Mr. Rael must also assert personal participation by each named defendant. See Bennett v. Passic, 545 F.2d 1260, 1262-63 (10th Cir. 1976). To establish personal participation, Mr. Rael must name and show how the named defendants caused a deprivation of his federal rights. See Kentucky v. Graham, 473 U.S. 159, 166 (1985). There must be an affirmative link between the alleged constitutional violation and each defendant's participation, control or direction, or failure to supervise. See Butler v. City of Norman, 992 F.2d 1053, 1055 (10th Cir. 1993). A defendant may not be held liable on a theory of respondeat superior merely because of his or her supervisory position. See Pembaur v. City of Cincinnati, 475 U.S. 469, 479 (1986); McKee v. Heggy, 703 F.2d 479, 483 (10th Cir. 1983). A supervisor is only liable for constitutional violations that he or she causes. See Dodds v. Richardson, 614 F.3d 1185, 1211 (10th Cir. 2010).
Mr. Rael may use fictitious names, such as "John or Jane Doe," if he does not know the real names of the individuals who allegedly violated his rights. However, if Mr. Rael uses fictitious names he must provide sufficient information about each defendant so that he or she can be identified for purposes of service.
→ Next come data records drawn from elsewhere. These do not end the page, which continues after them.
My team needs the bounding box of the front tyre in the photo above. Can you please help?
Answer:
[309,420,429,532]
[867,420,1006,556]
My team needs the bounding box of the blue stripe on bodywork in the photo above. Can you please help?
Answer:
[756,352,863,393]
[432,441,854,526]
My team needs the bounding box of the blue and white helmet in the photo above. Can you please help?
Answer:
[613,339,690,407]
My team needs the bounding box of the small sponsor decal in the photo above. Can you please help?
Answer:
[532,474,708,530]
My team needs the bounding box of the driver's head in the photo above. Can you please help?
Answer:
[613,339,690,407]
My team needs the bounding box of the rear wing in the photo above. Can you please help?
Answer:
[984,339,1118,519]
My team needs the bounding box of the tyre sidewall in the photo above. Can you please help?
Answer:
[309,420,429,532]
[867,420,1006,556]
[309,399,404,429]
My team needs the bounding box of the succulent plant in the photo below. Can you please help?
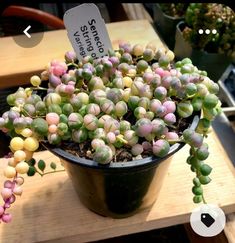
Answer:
[0,43,221,223]
[183,3,235,60]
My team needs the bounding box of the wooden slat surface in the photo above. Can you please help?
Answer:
[0,20,165,89]
[0,128,235,243]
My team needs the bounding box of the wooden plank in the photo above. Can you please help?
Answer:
[0,20,163,89]
[0,129,235,243]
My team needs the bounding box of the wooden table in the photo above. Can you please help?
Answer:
[0,20,163,89]
[0,21,235,243]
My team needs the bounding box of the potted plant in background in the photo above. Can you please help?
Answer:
[152,3,189,50]
[0,43,220,223]
[174,3,235,81]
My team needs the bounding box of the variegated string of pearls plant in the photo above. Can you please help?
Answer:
[0,43,221,223]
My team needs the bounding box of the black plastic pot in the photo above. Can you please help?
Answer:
[174,21,232,82]
[152,3,184,50]
[46,116,199,218]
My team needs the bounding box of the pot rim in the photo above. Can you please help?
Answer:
[42,115,200,169]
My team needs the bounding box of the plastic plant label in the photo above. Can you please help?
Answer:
[64,3,112,60]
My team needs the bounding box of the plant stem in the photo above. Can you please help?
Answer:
[202,193,207,204]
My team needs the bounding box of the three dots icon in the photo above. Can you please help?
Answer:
[198,29,217,35]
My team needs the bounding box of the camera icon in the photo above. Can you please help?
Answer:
[201,213,215,228]
[190,204,226,237]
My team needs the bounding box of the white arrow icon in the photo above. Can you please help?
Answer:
[23,25,31,38]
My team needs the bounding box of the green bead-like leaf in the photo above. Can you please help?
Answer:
[27,158,36,166]
[50,162,56,170]
[27,166,36,176]
[193,177,201,187]
[192,186,203,196]
[199,175,211,185]
[38,159,46,172]
[200,164,212,176]
[193,195,202,203]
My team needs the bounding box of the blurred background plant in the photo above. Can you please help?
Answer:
[159,3,189,18]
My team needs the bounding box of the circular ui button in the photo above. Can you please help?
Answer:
[12,24,44,48]
[190,204,226,237]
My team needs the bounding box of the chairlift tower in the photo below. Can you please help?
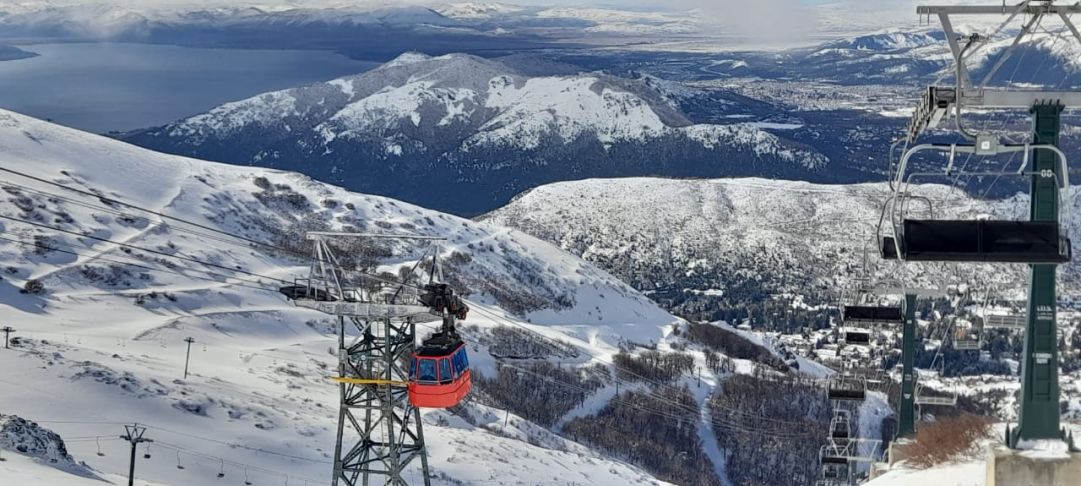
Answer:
[899,0,1081,447]
[282,232,444,486]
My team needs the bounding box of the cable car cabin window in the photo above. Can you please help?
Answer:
[451,347,466,376]
[417,360,436,382]
[439,357,454,383]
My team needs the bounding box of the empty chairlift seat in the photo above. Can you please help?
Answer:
[843,306,903,324]
[826,375,867,402]
[881,219,1072,264]
[841,329,871,345]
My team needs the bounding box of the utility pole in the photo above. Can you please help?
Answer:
[184,336,196,379]
[897,294,916,438]
[120,423,154,486]
[0,326,15,349]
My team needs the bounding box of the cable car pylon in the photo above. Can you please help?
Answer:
[895,0,1081,448]
[281,231,464,486]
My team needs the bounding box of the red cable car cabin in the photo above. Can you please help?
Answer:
[409,334,472,408]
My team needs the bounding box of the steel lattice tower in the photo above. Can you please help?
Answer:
[283,232,441,486]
Mr. Rael, therefore, will be directed to file an amended complaint on the Court-approved complaint form that is legible to read, asserts his claims clearly and concisely, alleges what rights were violated, and provides specific facts demonstrating how each named defendant personally participated in the asserted constitutional violations.
Accordingly, it is
ORDERED that Plaintiff, Ignacio Ray Rael, file within thirty days from the date of this order an amended complaint that complies with the directives of this order. It is
FURTHER ORDERED that Mr. Rael shall obtain the Court-approved Prisoner Complaint form (with the assistance of his case manager or the facility's legal assistant), along with the applicable instructions, at www.cod.uscourts.gov. It is
FURTHER ORDERED that, if Mr. Rael fails to file an amended complaint that complies with this order to the Court's satisfaction within the time allowed, the Court will dismiss the complaint and the action. It is
DATED at Denver, Colorado, this 10th day of August, 2012.